Obviously, I was there for research purposes, checking out the signs in those establishments to see what worked best. Referring back to my notes I recall that the beer signs were effective … so too the wines. Sometimes the single malt scotch signage was poor and several times the toilet directional signs could be improved!
You probably don’t conduct research on signs the way I do (so diligently!) - so I assume you never had cause to frequent these places –but let me tell you what it was like. Generally it was loud … VERY LOUD. It could be midnight or daylight, hot as blazes or freezing cold, but it was always loud! I found that I had to lean close and cup my hands around someone’s ear, then yell to be heard. I found that short words, as loud as I could make them, worked the best.

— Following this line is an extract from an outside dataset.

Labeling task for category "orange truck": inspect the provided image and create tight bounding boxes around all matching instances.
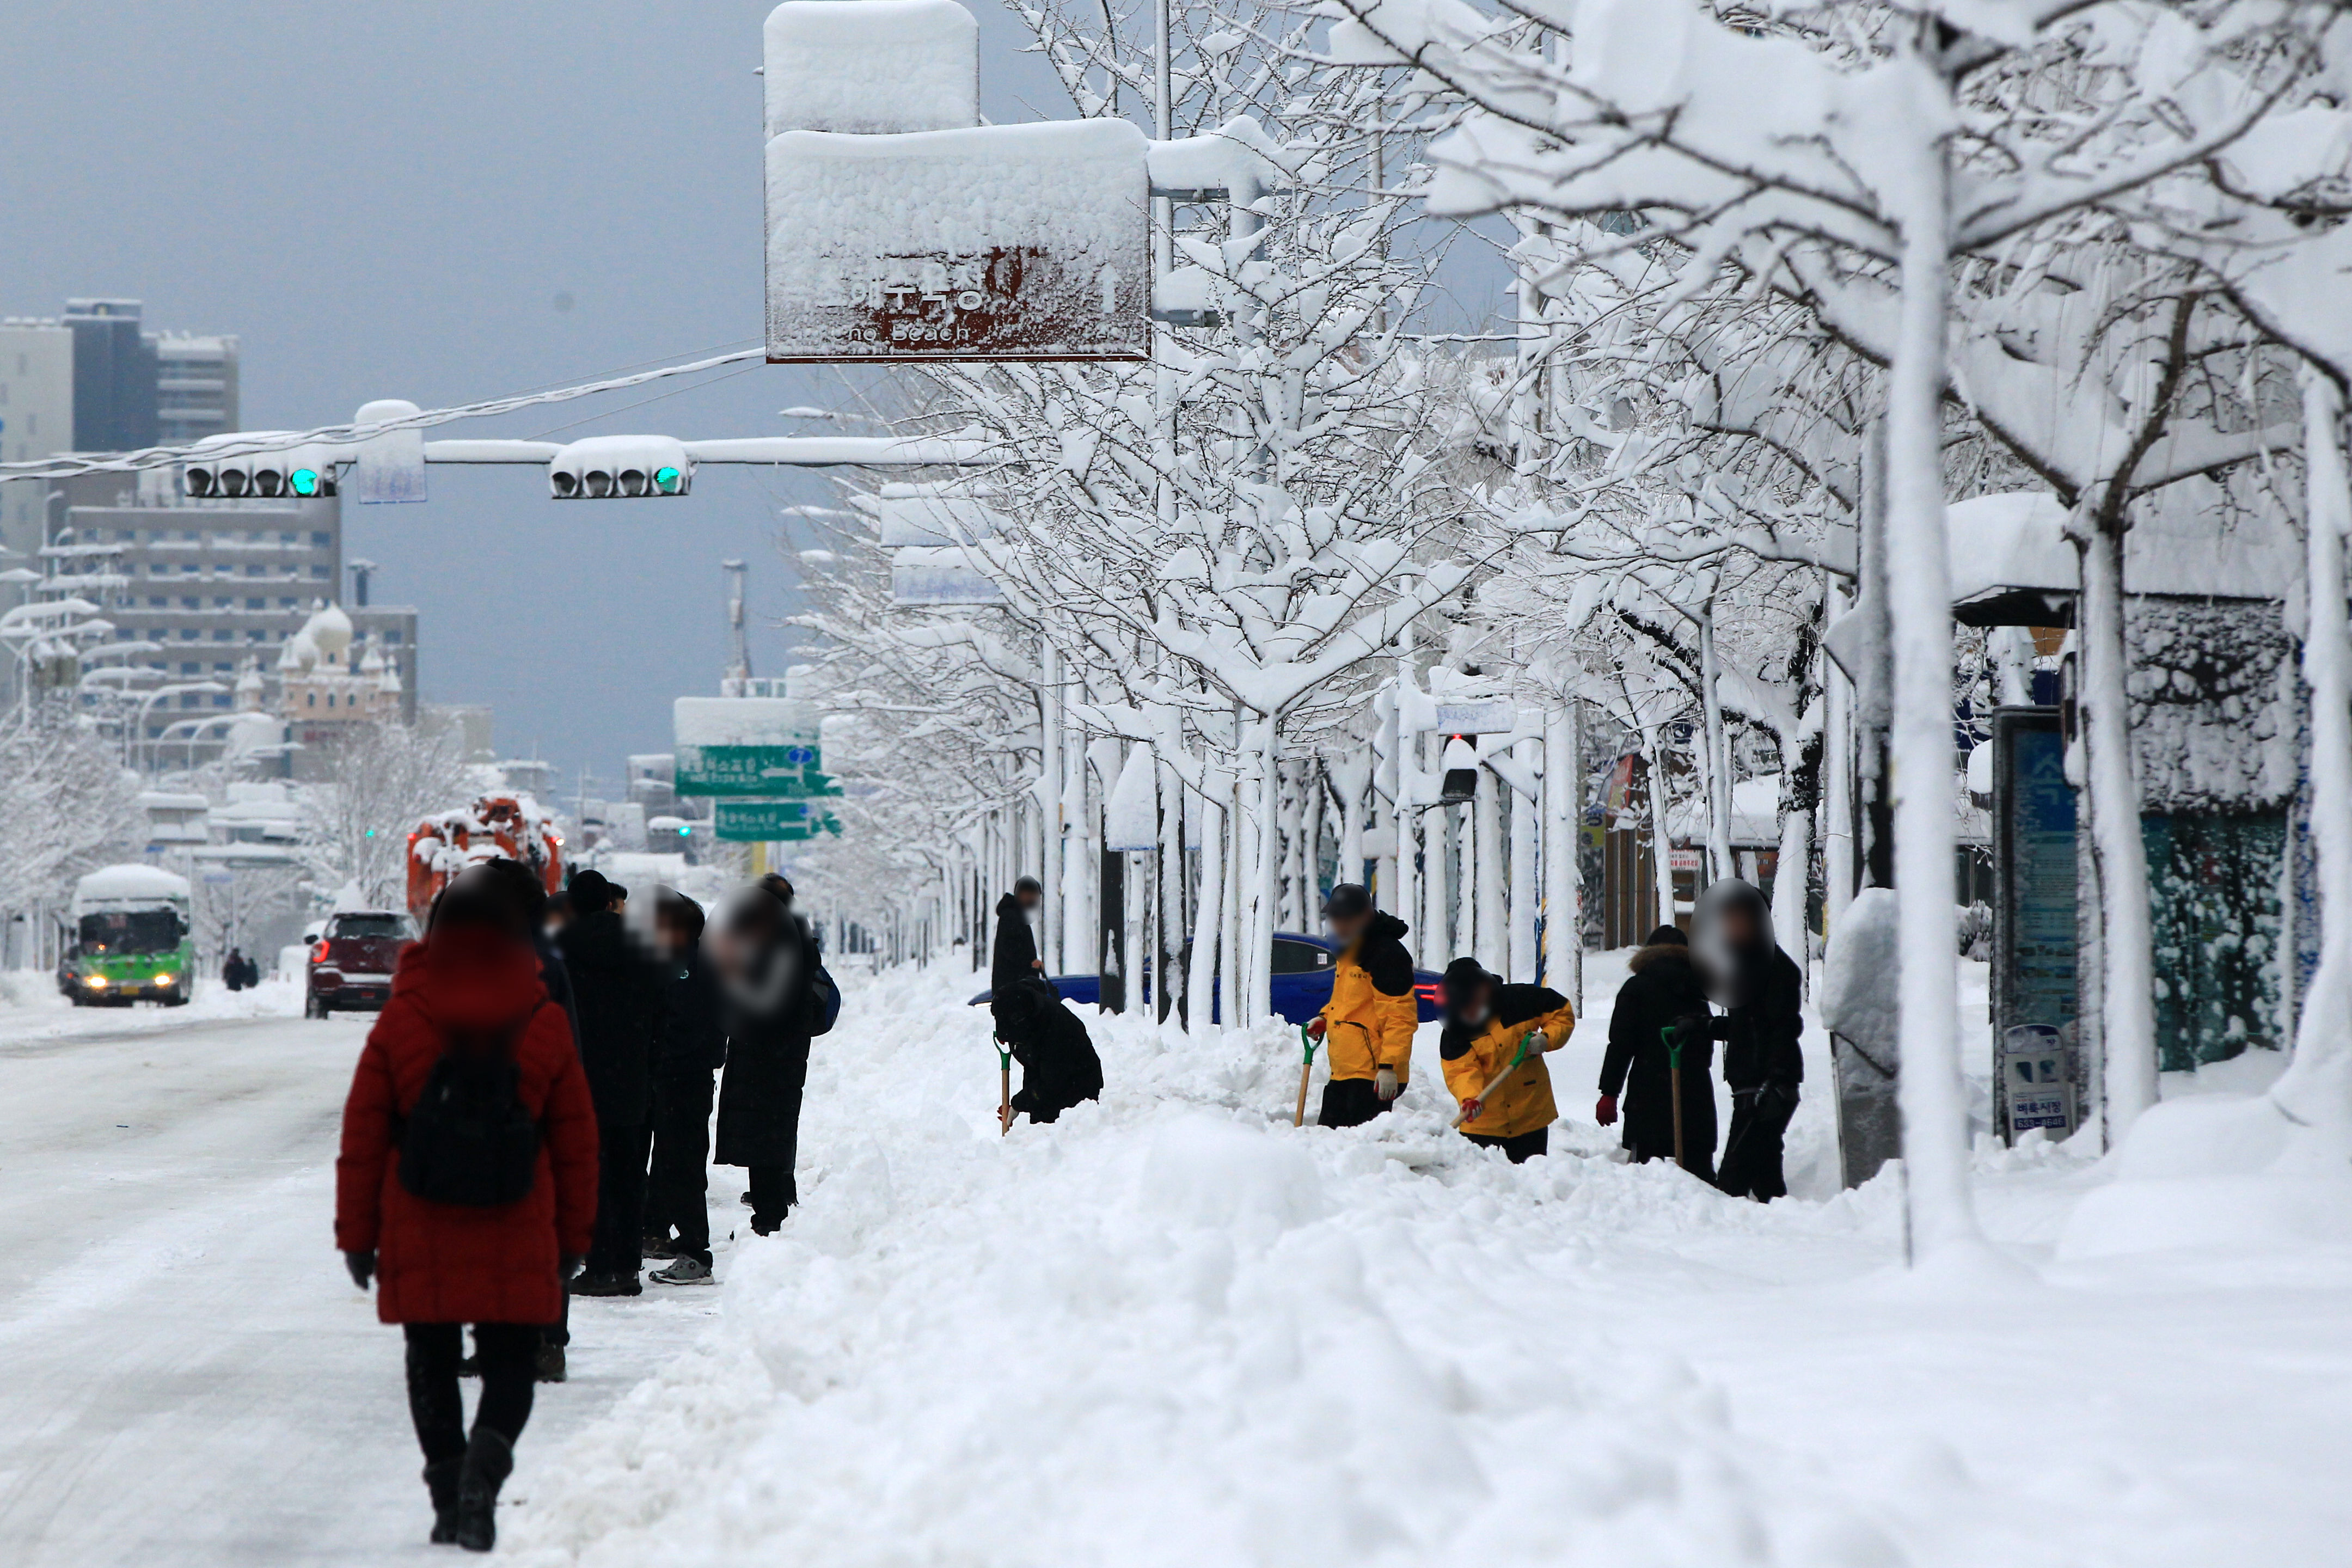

When helping clients plan their signage, I sometimes find this is a good reference – because communicating in the modern marketplace can be very similar. You might be one business, bouncing around in a sea of advertising and marketing communication noise where there are strobe lights flashing, people dancing, music pumping and one or two idiots intent on ruining the night for everyone else.
- In your marketplace are there lots of people jostling for space?
- Are there some people with microphones who seem able to dominate the space?
- Are there crazy people doing stupid things which distract your target audience when you’re trying to talk to them?
- Does it sometimes feel like a respectable conversation is way too hard?
Unfortunately, this is not just a silly story – it’s the reality of communicating in the frantic world of day to day business. If you’re trying to communicate into that space, and you want to be heard, you can take some lessons from the bar room brawl analogy.
If you’re planning signage in a “noisy” environment and you want people to hear you:
How could you make your sign “louder?” Could it be bigger?
What might a “loud” design be. Strong designs help you stand out in visual space. (Hint: sometimes less is more – talk to an experienced designer if you need help here.)
-Use as few words as possible
In a noisy bar, you can’t communicate subtle nuances of thought with a drawn out monologue. As a general signage principle – and especially in a noisy environment: use … less … words.
Remember loud doesn’t always equal beautiful. Being heard in a basement nightclub is never a delicate thing, but you can take bright colours, patterns, crazy fonts and outlines too far! You may need to consider a level of trade-off between aesthetic elegance and raw power, but loud doesn’t always mean you should copy the patterns off your urban wear from the early 80s either. Talk to a good designer if you’re unsure, but you need to find a balance where you do include strong strong visual elements, but you don’t simply make it too hard to ready your sign.
So to get the best result from your signage, consider how noisy the environment is where you’re trying to communicate, and look for a way to cut through the noise and be heard.